Chris Evans hasn't officially been superintendent of the Natomas Unified School District for a month, but already he's helped to hire a slate of new administrators and presided over a contentious school board meeting.
His job won't be easy.
The 40-year-old is the district's fifth superintendent in three years. His biggest challenge is likely to be the strained relationships between the district's unions and top leadership. Both the teachers' and classified employees' unions are at loggerheads with the district over contract-related issues.
The district also has instituted a higher level of accountability that has some employees crying foul.
Less than a year ago, Natomas Unified was teetering on the brink of bankruptcy and many of its top administrators had resigned.
But Evans, a Sacramento native, is glad to return home after four years in the Fresno Unified School District. He was the associate superintendent in charge of the academic progress of middle and high school students.
Before going to Fresno Unified, Evans worked for the Elk Grove Unified and Lodi Unified school districts.
He will earn $176,000 a year, a $400 monthly car allowance and the use of an iPad. He also will be given a $7,000 moving allowance.
Here are his answers to some questions from The Bee:
>How would you describe your management style?
Collaborative. Data-centered. I want to find out what our challenges are. You can do that by pulling and assessing data. In a time of limited resources, data really help to guide where to put your time and money.
I consider myself a teacher on a long-term special assignment. I'm willing to teach or get others to teach to help others attain skills.

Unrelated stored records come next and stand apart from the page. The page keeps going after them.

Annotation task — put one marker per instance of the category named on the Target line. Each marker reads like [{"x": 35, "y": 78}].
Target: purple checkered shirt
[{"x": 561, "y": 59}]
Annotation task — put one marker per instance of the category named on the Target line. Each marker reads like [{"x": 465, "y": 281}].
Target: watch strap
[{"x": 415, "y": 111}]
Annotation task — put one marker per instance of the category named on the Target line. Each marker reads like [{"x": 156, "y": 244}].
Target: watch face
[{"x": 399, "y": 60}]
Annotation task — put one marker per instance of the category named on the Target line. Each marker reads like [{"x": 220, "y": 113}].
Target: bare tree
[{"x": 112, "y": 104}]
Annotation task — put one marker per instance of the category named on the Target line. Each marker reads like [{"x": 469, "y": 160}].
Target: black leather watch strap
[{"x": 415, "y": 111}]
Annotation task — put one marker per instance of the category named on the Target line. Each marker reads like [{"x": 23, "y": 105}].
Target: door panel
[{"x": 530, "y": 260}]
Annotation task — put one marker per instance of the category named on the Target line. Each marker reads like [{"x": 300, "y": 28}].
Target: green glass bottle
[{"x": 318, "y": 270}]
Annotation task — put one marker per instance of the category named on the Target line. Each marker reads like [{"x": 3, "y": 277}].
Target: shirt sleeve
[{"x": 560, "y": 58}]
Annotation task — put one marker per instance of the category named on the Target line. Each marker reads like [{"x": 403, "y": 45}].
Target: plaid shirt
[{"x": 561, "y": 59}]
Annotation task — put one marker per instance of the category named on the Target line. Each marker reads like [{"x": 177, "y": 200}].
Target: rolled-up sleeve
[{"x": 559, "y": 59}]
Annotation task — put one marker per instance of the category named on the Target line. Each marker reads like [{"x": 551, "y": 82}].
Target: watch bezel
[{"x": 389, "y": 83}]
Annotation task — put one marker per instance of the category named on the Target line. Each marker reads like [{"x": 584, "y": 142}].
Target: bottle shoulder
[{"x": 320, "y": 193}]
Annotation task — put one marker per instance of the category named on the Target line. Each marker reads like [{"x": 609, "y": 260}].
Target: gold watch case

>Talk about your goals for the district?
We're still developing goals. Top among them is accountability and student achievement.

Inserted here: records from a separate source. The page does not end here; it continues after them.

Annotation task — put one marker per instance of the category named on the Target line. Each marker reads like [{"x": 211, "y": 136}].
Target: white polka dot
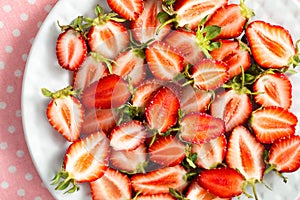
[
  {"x": 11, "y": 129},
  {"x": 4, "y": 185},
  {"x": 28, "y": 177},
  {"x": 3, "y": 145},
  {"x": 12, "y": 169},
  {"x": 2, "y": 105},
  {"x": 21, "y": 192},
  {"x": 20, "y": 153},
  {"x": 7, "y": 8},
  {"x": 24, "y": 17},
  {"x": 10, "y": 89},
  {"x": 9, "y": 49},
  {"x": 16, "y": 33}
]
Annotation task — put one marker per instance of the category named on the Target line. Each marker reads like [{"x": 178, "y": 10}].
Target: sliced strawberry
[
  {"x": 272, "y": 123},
  {"x": 233, "y": 54},
  {"x": 222, "y": 182},
  {"x": 194, "y": 100},
  {"x": 233, "y": 107},
  {"x": 128, "y": 136},
  {"x": 209, "y": 74},
  {"x": 273, "y": 90},
  {"x": 71, "y": 49},
  {"x": 162, "y": 111},
  {"x": 271, "y": 45},
  {"x": 196, "y": 192},
  {"x": 89, "y": 72},
  {"x": 210, "y": 154},
  {"x": 133, "y": 161},
  {"x": 185, "y": 43},
  {"x": 167, "y": 151},
  {"x": 245, "y": 154},
  {"x": 198, "y": 128},
  {"x": 192, "y": 12},
  {"x": 130, "y": 10},
  {"x": 65, "y": 113},
  {"x": 164, "y": 61},
  {"x": 85, "y": 160},
  {"x": 130, "y": 65},
  {"x": 110, "y": 91},
  {"x": 285, "y": 154},
  {"x": 145, "y": 26},
  {"x": 112, "y": 185},
  {"x": 159, "y": 181}
]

>The district has had five su- perintendents in three years. Are you planning to stay?
I am. The only way to respond is to be here awhile. I am a Sacramento native. My family is here. I'm not going anywhere.
>What is the biggest hurdle for the district?
Getting through this impasse (with the unions) and getting to a financial solution, so we can stop talking about money and start talking about programs. It's time to stop talking about money and start talking about kids.
>What is the new role of your predecessor, Walt Hanline?
He will be a consultant and finish outstanding projects like negotiations and developing partnerships with charter schools.
>Can you talk about the relationship between the district and its employees?
It had been a challenging year for a lot of staff. They had an increase in accountability. But we will provide the professional support they need. It will feel different, but in a good way.
Rich professional development helps us grow.